Sabrina cerró los ojos. Sintió en el estómago esa punzada que solo conocen las madres que han intuido lo que nadie se atrevió a decir.

—Lo sé —murmuró ella—. Lo sabía. Solo que nunca quise aceptarlo.

—Ella luchaba con muchas cosas —continuó Renato—. Con su soledad, con su rabia, con las heridas de su pasado... y con las drogas. Yo traté de ayudarla. Le juro que lo intenté. Pero llegó un punto en que ya no me dejaba acercarme.

—Yo lo noté —confesó Sabrina—. Cuando la veía en casa, con los ojos perdidos. Cuando me pedía dinero con excusas vacías. Cuando no quería hablar del futuro... —su voz se quebró—. Era como si ya supiera que no iba a tener uno.

Renato se mantuvo en silencio. Aquella frase le desgarró más que cualquier reproche.

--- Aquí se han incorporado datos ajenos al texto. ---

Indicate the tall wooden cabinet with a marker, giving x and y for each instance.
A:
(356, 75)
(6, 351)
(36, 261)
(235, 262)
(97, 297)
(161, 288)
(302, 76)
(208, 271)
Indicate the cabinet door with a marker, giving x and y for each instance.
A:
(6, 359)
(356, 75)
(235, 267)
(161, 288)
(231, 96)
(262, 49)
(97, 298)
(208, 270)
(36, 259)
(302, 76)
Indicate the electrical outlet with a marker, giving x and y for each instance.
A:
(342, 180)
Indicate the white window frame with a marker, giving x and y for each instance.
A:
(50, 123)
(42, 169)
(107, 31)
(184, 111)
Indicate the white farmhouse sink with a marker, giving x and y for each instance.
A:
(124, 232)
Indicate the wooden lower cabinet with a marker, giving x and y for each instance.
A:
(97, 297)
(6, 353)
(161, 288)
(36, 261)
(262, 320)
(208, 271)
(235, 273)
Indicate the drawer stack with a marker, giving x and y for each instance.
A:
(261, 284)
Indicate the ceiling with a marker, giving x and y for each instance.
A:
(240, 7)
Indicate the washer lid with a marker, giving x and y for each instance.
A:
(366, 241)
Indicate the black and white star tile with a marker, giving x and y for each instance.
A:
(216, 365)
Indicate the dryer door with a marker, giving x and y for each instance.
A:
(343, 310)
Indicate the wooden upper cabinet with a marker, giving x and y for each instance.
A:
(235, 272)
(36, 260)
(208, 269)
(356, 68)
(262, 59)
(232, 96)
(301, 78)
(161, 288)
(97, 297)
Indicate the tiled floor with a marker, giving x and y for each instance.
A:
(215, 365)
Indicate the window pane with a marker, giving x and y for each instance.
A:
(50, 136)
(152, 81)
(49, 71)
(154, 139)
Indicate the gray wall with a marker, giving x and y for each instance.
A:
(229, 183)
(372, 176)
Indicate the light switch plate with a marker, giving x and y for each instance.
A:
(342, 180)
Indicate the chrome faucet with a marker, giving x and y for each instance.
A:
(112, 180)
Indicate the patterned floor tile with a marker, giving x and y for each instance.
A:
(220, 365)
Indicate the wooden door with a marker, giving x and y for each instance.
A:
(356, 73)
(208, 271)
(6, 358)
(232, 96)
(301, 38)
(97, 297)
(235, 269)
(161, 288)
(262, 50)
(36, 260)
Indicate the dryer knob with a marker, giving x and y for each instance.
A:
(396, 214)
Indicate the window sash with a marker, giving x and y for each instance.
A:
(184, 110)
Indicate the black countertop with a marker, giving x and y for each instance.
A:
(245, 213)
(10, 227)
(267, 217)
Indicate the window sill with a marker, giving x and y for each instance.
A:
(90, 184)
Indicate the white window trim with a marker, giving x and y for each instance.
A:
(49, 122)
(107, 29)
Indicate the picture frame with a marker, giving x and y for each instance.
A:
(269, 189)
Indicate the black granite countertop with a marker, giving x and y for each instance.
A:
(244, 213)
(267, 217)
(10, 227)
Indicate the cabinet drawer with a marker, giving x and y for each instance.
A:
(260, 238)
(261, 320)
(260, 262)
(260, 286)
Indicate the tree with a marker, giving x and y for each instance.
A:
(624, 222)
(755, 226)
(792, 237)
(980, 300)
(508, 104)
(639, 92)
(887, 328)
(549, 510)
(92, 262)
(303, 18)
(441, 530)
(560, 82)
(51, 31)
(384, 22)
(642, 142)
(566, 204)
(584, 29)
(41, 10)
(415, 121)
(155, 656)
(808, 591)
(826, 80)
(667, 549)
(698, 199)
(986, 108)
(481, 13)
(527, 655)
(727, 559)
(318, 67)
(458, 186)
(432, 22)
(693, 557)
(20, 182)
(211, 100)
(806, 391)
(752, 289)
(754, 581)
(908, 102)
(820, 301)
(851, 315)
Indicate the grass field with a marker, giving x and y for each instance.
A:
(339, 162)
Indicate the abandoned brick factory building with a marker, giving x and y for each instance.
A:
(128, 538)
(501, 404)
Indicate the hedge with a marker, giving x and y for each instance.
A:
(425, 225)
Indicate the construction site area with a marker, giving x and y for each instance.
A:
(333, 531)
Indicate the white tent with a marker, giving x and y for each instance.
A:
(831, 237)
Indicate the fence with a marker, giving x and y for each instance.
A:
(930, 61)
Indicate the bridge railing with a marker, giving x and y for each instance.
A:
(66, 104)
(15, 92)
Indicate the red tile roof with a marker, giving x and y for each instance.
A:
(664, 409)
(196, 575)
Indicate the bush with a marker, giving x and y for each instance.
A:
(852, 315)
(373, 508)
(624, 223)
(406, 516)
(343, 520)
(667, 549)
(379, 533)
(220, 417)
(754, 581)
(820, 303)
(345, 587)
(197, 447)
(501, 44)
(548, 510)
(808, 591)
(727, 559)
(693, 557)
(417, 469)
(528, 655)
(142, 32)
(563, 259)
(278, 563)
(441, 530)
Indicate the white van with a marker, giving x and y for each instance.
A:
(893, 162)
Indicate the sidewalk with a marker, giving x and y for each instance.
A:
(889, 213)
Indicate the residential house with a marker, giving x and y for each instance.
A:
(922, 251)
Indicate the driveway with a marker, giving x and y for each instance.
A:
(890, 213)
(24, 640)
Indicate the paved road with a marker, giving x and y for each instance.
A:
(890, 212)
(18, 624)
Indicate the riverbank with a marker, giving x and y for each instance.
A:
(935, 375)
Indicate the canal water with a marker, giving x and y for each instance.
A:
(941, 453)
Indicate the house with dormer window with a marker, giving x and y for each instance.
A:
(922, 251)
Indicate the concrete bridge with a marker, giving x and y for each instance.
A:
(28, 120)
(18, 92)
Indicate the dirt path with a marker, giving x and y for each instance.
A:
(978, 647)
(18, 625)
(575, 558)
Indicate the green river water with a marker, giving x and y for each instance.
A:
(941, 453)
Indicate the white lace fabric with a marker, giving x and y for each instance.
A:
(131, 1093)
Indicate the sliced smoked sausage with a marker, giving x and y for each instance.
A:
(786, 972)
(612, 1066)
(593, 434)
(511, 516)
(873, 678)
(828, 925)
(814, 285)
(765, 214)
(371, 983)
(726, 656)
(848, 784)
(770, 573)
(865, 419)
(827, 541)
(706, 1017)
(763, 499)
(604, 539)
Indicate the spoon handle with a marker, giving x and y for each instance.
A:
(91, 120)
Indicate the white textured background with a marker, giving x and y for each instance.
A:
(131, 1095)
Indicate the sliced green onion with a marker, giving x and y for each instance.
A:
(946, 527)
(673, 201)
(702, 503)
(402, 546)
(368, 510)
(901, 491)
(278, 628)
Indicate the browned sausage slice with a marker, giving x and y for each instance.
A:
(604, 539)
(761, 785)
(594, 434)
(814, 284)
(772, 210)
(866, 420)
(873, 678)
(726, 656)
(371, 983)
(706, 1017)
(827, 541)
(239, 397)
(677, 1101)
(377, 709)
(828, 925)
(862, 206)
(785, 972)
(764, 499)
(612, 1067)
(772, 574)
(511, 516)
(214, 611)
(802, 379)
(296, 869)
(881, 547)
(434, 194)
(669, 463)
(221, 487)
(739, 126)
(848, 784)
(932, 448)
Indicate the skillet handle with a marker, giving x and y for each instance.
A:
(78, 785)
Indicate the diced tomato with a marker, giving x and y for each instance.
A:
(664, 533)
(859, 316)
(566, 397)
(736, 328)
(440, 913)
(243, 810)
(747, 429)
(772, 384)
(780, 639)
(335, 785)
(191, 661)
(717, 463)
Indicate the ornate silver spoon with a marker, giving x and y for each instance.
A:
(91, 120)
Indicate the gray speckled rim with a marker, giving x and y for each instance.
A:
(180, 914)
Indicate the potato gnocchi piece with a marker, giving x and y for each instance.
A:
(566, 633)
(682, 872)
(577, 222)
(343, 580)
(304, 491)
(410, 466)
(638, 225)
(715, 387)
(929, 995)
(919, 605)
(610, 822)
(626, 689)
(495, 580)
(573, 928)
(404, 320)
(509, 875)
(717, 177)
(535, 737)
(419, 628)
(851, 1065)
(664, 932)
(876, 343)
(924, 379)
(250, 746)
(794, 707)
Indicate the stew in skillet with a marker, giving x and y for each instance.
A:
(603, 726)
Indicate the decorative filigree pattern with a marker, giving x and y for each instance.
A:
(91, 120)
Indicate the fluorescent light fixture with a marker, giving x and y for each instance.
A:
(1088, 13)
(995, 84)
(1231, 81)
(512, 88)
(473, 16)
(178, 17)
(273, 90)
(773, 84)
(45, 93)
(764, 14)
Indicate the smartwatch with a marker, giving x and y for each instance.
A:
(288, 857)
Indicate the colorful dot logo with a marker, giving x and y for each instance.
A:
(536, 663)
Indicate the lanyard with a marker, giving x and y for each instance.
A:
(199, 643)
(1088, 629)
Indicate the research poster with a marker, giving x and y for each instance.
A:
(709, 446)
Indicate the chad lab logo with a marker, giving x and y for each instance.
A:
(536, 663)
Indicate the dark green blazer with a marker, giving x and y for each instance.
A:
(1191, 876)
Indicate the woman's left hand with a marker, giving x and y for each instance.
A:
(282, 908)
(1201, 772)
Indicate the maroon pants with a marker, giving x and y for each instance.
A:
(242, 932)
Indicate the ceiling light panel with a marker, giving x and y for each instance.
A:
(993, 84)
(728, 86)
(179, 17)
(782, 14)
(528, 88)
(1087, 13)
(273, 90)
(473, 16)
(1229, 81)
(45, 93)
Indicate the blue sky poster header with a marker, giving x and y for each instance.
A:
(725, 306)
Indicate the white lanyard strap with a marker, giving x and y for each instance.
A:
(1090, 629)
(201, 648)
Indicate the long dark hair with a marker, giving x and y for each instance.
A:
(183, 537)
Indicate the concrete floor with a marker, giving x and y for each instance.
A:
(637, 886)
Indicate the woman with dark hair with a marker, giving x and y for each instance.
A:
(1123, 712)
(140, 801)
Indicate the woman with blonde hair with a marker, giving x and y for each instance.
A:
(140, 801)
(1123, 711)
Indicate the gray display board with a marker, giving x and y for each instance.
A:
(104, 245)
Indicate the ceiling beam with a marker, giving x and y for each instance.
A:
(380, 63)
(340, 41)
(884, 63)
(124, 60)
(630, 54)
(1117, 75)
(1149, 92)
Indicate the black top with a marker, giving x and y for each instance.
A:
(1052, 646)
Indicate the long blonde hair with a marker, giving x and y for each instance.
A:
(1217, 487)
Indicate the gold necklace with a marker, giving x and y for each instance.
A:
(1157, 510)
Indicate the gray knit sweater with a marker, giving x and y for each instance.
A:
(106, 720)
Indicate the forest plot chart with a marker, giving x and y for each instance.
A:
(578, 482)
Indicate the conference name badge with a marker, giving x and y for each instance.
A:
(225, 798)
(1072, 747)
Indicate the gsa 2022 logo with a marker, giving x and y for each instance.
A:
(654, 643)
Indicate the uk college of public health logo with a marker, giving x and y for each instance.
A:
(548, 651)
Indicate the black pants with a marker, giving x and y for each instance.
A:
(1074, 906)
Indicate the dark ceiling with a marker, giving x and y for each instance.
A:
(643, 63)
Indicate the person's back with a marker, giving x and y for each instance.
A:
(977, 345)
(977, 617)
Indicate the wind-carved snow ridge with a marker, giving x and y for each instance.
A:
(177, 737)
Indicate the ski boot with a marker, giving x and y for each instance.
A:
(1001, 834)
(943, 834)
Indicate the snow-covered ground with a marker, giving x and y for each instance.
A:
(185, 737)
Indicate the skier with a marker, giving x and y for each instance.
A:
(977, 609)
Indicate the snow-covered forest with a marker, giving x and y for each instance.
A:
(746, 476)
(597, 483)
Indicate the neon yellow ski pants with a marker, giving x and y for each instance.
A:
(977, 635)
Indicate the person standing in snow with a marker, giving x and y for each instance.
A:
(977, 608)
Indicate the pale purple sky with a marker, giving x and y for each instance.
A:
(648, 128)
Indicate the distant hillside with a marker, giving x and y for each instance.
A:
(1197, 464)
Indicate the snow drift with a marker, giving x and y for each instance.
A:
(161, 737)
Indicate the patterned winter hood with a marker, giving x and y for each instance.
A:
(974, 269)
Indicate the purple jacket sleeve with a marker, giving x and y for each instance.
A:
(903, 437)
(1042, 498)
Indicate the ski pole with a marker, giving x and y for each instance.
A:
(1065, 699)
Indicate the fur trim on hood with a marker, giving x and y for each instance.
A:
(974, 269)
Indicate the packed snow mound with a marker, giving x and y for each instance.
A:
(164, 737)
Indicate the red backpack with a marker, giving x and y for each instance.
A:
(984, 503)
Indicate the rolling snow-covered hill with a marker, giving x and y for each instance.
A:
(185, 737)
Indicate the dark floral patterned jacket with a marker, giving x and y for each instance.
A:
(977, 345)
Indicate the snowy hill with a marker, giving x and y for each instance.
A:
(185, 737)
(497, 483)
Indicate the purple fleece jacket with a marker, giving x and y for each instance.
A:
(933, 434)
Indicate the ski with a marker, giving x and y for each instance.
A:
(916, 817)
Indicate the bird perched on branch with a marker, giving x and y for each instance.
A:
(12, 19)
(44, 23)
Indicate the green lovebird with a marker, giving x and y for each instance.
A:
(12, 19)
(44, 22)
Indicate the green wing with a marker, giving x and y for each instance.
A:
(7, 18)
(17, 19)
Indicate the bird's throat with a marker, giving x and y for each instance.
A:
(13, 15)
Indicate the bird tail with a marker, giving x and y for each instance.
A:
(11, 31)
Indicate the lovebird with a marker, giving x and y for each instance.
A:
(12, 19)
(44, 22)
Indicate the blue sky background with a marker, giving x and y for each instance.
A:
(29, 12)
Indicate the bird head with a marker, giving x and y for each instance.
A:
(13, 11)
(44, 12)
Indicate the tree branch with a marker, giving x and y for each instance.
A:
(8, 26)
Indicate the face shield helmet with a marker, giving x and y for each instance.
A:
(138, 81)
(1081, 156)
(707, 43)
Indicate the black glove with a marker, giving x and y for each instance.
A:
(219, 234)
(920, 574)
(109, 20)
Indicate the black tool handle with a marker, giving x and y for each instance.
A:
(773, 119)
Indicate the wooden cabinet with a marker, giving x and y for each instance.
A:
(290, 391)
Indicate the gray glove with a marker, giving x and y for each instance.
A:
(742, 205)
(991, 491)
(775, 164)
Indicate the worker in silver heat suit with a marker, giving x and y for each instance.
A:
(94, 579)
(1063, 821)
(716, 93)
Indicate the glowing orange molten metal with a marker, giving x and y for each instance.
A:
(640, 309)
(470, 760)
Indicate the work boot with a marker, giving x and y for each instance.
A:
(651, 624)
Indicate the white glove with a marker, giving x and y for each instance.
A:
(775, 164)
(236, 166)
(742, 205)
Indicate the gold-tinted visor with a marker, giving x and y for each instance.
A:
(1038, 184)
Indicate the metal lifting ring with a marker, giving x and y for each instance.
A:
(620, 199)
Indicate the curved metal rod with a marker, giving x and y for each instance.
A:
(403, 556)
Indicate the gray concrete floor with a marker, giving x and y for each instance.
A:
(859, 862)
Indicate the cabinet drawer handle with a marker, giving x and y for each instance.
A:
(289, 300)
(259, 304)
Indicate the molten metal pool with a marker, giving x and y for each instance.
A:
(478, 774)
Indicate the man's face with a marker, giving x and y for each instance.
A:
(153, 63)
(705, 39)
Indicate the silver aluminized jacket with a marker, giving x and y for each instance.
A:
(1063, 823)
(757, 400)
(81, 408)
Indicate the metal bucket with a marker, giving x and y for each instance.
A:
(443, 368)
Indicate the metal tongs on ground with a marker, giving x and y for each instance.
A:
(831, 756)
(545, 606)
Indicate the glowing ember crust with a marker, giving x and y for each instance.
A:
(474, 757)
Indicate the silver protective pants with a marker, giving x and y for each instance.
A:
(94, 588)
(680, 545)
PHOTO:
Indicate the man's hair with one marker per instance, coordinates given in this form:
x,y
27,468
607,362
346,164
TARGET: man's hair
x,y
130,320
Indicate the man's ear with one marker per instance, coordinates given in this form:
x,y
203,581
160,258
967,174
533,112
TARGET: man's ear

—La noche que murió —dijo con dificultad—, yo había salido a buscarla. Habíamos discutido. Le dije cosas horribles, cosas de las que me arrepiento todos los días. La encontré en mi departamento. Encerrada en el baño. Llorando. Temblando. Había tomado de más. Había consumido. No supe qué hacer. Y cuando volví con ayuda, ya era tarde.

Sabrina soltó un suspiro ahogado. No lloró. Pero sus ojos se inundaron sin permiso.

—Nadie me contó eso —dijo ella, apenas en un murmullo—. Solo me dijeron que fue una sobredosis.

—Fue un suicidio, Sabrina —admitió Renato, tragando el nudo en la garganta—. Lucía... se quitó la vida. Y yo no llegué a tiempo.

Sabrina cerró los ojos con fuerza. Como si quisiera expulsar esas palabras de su mente.

—Nunca me lo dijeron así —dijo—. Ni la policía. Ni los médicos. Ni los amigos. Nadie.

—Quizá todos queríamos protegerla. O protegerte a ti. O protegernos nosotros del peso de no haberla salvado.

Un largo silencio se instaló entre ellos. En ese momento no había culpables, solo dos personas sentadas en el duelo que nunca compartieron.

—Yo sabía que ella sufría —confesó Sabrina—. Pero me mentía con dulzura. Me decía que estaba bien. Que tenía proyectos. Que tú la cuidabas. Y yo quise creerle. Porque creerle... era la única forma de no culparme.